Cursos tradicionais e novíssimos disputavam palmo a palmo a liderança dos mais concorridos exames. Medicina, Direito, Arquitetura ou Engenharia? Mecatrônica, Fisioterapia, Gastronomia ou Midialogia? Novas carreiras surgem, outras se atualizam, algumas mantém seu status e se adaptam aos novos tempos e as novas demandas.
As escolas de Ensino Médio avaliam as provas, ano a ano para tentar encontrar os atalhos que permitam a seus estudantes a aprovação tão sonhada.

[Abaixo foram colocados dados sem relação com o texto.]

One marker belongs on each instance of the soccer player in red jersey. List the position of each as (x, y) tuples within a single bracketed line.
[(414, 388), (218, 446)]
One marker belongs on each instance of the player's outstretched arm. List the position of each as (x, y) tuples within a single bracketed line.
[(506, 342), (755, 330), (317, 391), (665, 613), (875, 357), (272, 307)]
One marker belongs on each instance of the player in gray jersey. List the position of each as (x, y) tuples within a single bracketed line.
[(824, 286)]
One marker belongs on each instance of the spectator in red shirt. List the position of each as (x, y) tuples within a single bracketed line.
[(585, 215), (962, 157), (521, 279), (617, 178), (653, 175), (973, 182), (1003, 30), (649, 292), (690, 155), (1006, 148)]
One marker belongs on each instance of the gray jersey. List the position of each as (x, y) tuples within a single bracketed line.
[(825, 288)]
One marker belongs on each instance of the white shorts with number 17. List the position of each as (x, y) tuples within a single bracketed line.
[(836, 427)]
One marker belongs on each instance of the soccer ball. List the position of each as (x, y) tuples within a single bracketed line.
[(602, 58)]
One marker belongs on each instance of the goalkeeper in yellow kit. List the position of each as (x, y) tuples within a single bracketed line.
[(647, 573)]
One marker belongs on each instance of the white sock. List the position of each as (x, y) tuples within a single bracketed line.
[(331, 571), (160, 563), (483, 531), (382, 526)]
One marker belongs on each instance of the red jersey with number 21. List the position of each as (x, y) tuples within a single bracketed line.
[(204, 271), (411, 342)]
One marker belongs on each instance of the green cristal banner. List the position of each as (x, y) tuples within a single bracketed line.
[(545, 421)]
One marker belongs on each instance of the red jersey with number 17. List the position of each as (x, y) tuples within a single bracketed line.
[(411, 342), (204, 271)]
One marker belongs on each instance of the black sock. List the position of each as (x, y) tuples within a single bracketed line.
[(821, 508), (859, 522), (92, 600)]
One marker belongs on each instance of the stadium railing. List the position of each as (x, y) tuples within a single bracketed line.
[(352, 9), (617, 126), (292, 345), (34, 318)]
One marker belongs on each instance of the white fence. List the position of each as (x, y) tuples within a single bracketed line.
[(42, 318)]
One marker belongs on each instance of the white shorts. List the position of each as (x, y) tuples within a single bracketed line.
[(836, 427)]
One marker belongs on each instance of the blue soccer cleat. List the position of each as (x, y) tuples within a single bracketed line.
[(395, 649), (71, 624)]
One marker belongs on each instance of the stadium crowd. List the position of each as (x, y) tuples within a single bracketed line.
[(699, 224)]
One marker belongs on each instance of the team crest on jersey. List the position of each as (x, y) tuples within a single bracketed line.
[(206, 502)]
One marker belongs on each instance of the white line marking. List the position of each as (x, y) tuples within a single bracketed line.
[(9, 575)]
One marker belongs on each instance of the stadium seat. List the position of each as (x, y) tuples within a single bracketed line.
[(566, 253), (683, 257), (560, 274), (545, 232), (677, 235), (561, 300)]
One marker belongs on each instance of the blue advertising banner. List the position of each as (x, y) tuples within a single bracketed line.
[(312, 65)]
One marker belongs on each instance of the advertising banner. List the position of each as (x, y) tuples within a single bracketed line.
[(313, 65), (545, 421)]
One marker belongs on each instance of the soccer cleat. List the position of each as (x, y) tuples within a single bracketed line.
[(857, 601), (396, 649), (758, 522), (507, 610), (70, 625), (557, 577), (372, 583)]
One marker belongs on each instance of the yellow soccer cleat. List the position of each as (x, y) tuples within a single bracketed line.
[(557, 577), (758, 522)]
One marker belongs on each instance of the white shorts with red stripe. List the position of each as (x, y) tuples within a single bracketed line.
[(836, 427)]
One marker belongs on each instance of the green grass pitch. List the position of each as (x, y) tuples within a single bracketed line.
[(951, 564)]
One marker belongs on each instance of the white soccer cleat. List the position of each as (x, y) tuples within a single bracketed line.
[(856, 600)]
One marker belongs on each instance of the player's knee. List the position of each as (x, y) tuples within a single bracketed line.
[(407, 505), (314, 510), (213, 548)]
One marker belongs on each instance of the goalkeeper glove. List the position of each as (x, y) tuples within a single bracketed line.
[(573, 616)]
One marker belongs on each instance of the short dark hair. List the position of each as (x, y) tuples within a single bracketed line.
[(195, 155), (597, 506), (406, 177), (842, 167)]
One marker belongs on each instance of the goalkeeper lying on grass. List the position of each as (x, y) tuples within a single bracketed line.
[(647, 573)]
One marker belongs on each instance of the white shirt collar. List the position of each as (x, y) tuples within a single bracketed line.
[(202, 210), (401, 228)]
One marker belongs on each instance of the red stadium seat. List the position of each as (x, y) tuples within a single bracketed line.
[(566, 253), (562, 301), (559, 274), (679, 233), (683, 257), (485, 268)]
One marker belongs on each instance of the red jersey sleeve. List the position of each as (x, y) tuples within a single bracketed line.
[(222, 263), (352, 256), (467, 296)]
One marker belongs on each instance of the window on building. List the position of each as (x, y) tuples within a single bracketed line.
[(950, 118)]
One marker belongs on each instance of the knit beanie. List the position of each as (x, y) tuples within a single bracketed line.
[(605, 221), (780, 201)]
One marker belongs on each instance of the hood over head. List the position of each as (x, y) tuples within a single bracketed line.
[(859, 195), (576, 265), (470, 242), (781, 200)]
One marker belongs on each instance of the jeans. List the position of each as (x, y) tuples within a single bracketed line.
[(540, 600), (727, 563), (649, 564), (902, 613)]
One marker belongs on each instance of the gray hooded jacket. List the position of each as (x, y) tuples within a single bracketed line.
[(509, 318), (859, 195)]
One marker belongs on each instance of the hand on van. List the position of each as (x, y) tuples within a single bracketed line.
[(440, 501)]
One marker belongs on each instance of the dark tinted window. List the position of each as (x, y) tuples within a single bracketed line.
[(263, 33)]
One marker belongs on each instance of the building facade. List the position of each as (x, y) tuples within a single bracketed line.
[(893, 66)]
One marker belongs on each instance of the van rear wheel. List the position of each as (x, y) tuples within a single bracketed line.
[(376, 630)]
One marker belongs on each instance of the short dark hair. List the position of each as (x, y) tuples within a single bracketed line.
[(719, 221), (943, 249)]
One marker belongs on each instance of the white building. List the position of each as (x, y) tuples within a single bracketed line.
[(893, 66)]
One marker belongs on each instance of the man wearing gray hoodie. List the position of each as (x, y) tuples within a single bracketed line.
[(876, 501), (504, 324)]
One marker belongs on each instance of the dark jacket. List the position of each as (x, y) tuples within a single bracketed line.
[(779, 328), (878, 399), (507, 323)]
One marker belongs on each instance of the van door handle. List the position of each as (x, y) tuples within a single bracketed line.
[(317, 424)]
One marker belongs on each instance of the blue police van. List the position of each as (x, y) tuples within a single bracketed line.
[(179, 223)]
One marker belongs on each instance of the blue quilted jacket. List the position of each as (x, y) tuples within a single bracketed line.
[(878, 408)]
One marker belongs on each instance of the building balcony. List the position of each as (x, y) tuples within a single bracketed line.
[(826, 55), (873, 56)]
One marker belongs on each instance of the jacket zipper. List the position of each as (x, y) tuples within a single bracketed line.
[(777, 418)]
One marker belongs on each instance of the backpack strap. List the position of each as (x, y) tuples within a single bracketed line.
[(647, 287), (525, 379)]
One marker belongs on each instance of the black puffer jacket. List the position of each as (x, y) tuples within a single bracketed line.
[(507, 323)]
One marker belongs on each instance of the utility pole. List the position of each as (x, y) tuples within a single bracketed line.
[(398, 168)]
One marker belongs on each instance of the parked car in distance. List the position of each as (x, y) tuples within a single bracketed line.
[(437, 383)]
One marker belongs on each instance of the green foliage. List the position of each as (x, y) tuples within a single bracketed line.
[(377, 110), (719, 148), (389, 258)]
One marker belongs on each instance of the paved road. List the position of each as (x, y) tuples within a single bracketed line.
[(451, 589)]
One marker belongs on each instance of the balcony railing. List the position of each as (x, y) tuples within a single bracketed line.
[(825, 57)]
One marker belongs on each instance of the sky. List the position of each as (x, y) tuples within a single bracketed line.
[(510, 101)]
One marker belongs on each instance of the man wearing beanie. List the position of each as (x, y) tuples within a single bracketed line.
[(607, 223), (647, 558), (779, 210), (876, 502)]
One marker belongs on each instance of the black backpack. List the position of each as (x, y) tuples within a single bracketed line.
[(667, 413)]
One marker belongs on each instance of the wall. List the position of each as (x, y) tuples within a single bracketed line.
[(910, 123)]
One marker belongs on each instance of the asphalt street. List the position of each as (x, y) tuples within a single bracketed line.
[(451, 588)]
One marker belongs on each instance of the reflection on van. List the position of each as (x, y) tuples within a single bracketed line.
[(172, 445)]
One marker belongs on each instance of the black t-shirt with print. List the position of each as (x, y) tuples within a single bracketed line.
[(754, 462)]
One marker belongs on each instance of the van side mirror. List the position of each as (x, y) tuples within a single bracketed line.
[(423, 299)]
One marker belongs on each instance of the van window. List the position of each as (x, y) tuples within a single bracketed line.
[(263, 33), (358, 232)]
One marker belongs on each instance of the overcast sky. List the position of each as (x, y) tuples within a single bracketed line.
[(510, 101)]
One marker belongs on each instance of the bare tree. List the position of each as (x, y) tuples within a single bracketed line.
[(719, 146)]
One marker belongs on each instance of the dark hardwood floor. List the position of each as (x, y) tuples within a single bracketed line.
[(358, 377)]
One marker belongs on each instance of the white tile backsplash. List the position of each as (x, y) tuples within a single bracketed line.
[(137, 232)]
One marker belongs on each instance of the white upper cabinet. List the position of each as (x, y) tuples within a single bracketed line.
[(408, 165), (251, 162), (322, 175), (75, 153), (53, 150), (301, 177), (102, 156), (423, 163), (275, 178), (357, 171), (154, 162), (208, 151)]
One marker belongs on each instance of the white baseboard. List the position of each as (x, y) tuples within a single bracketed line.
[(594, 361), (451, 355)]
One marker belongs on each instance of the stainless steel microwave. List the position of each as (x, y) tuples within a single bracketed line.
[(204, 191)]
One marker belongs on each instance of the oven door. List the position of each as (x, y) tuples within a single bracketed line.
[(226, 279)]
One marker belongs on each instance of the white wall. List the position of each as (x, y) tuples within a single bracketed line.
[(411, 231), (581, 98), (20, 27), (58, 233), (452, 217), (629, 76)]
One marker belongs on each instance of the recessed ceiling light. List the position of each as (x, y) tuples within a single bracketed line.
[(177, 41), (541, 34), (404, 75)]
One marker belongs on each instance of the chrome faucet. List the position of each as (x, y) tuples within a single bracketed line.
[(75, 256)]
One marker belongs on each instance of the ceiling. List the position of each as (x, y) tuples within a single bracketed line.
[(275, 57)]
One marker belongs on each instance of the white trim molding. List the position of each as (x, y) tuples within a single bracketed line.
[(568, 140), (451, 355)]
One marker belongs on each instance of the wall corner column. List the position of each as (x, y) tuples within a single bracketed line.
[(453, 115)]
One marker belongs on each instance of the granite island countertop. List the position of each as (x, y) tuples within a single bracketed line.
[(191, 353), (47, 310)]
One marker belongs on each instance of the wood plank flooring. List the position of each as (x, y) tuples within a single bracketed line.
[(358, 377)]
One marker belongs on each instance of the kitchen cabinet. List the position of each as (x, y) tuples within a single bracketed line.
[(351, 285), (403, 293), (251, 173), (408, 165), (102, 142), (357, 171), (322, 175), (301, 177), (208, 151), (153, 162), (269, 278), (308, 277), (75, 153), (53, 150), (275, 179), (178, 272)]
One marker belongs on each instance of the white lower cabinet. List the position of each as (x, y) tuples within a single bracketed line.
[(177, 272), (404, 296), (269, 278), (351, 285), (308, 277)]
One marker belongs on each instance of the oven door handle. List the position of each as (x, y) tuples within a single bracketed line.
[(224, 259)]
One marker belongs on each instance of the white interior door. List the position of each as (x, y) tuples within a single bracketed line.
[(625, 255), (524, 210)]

Bons resultados em vestibulares (especialmente nas universidades federais ou estaduais) valem muitas matrículas e um enorme reconhecimento dos pais e da comunidade em geral.
Os cursinhos especializados trabalham até a véspera das provas prometendo a seus alunos os milagres que permitam a cada um deles o acesso a um sonho. “Aula dada, Aula Estudada” é o lema dos vestibulandos, nenhum momento pode ser desperdiçado, toda atenção é indispensável, cada exercício feito pode fazer a diferença em relação aos concorrentes pela mesma vaga...
Os cursos mais concorridos chegam a ter até 70 ou 80 candidatos por vaga. A cobrança e o stress dessa autêntica competição entre os candidatos provoca os resultados mais diversos nos estudantes, do “branco total” na hora de fazer a prova a alterações de pressão, de dores de cabeça a desmaios.
O importante é passar. Nessa competição a medalha de prata pode significar a ruína de um candidato. O ideal olímpico do Barão de Coubertin, criador das Olimpíadas modernas no final do século XIX, de que o importante é competir, é literalmente desprezado pelos vestibulandos, por seus professores, pelas escolas...
A disputa é tão vil que surgiram fraudes e candidatos passaram a comprar vagas para cursos mais concorridos, como medicina, ou a entrar nas provas com fones de ouvidos através dos quais alguém de fora respondia as perguntas...
Tudo isso para consolidar vitórias que permitam chegar ao “cálice sagrado”, ao tão sonhado mundo universitário. Isso passou a ser de tal forma difundido na sociedade e nas escolas que se inverteu a lógica da educação no Ensino Médio, as escolas passaram a se preocupar muito mais com a aprovação de seus alunos no vestibular do que com uma formação ampla, global, voltada para a ética e para a cidadania.
Diariamente os alunos do Ensino Médio são submetidos a uma massacrante rotina durante a qual, em seis ou sete aulas, tem que memorizar fórmulas, decorar acontecimentos históricos, “entender” a fotossíntese, “estar por dentro” dos acontecimentos da Alca ou da União Européia ou ainda, “conhecer” em detalhes obras como “A Hora da Estrela” de Clarisse Lispector ou “Macunaíma” de Mário de Andrade.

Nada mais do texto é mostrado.